Título: Egípcios fazem história
Autor: Tranches, Renata
Fonte: Correio Braziliense, 29/11/2011, Mundo, p. 21

Grande comparecimento e dificuldades operacionais marcam o primeiro dia das eleições parlamentares

A alta participação dos eleitores e a ausência de episódios graves de violência marcaram o primeiro dia de votação histórica do Egito. Mas problemas logísticos e de boca de urna também foram registrados por monitores, pessimistas com a evolução desses empecilhos para hoje, segundo dia de votação. O sufrágio para a escolha dos novos parlamentares que deverão compor a Assembleia do Povo (Câmara) é considerado o primeiro verdadeiro após anos de eleições fraudadas por Hosni Mubarak, o ditador que se rendeu aos protestos da Primavera Árabe e renunciou, em fevereiro passado. O diretor de uma das entidades observadoras da votação afirmou ao Correio que ainda é cedo para exibir otimismo com todo o processo eleitoral, que se estenderá até 10 de janeiro.

Um dos grandes temores para o início da votação era com relação à violência, o que não se confirmou. A preocupação se justifica pelos graves enfrentamentos da Praça Tahrir, ocorridos na última semana, envolvendo forças oficiais e manifestantes que exigiam a renúncia do Conselho Supremo das Forças Armadas (SCAF). A junta militar assumiu o comando do país após a saída de Mubarak. Nas negociações com diferentes correntes do país para a elaboração de uma proposta de reforma da Constituição, militares não abriram mão de prerrogativas que garantem seus privilégios, durante um eventual governo civil. Ativistas, porém, pedem a revogação desses itens e a formação de um governo transitório de conciliação.

A votação para o parlamento é dividida em três fases — a primeira, de dois dias, foi iniciada ontem em nove províncias, incluindo Cairo, Port Said e Alexandria. Segundo o diretor do Instituto Andalus de Estudos de Tolerância e Antiviolência (Cairo), Ahmed Samih, os principais problemas detectados por observadores nessas localidades se referem à logística e à boca de urna realizada por alguns partidos. A entidade e outras 126 organizações não governamentais estão divididas em sete coalizões, que aglomeram cerca de 20 mil monitores para acompanhar o processo eleitoral em todo o país. Sob a responsabilidade do diretor, atuam cerca de 3 mil observadores. "Os problemas técnicos criaram uma grande confusão para os eleitores", afirmou Samih.

Adiamento Uma das dificuldades foi a demora na abertura dos locais de votação. Em algumas localidades, o atraso chegou a duas horas. Com isso, a comissão eleitoral decidiu adiar o prazo de fechamento das urnas também em duas horas. Ao anunciar a prorrogação, o presidente da comissão, Abdul Moaez Ibrahim, culpou a grande quantidade de eleitores ainda nas filas, aguardando para votar.

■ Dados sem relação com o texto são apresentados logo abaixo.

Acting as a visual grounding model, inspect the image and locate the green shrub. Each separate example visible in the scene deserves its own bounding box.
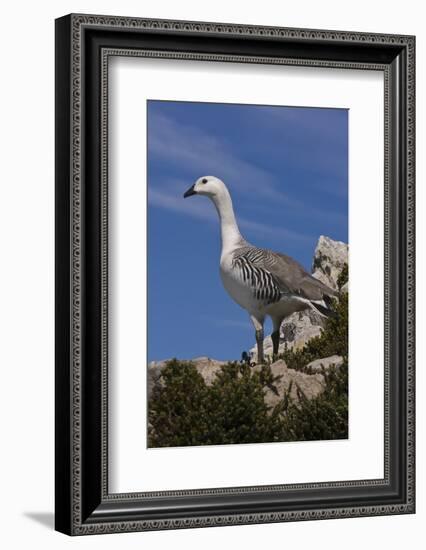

A alta participação dos eleitores chamou a atenção dos observadores.

Segundo Samih, cerca de 50% dos 17,5 milhões de egípcios aptos a votar nessas regiões teriam comparecido às urnas. No total, o país conta com 40 milhões de eleitores. "Em geral, a participação (na votação) foi alta, mas não sei se podemos chamar todo o processo de positivo. Temos de esperar para ver."

Na esfera política, o diretor do Andalus destacou como um problema o assédio dos candidatos em campanhas de boca de urna, especialmente entre os "islamitas". "Os mais prejudicados nesse aspecto foram os eleitores mais humildes", lamentou. Um relatório divulgado no site da organização mostrou que outros partidos "religiosos e candidatos independentes" também infringiram a lei, por meio do assédio de eleitores. Questionado se ele acredita que esses problemas possam ser resolvidos para a votação de hoje (terça-feira), Samih se diz pessimista. "Tenho dúvidas se a comissão (eleitoral) tem capacidade para solucionar essas questões. Acho que o dia de amanhã (hoje) deve continuar do mesmo jeito", lamentou, acrescentando que havia também o temor quanto à segurança das urnas nos colégios eleitorais. Ele afirmou não ter certeza se estavam devidamente resguardadas.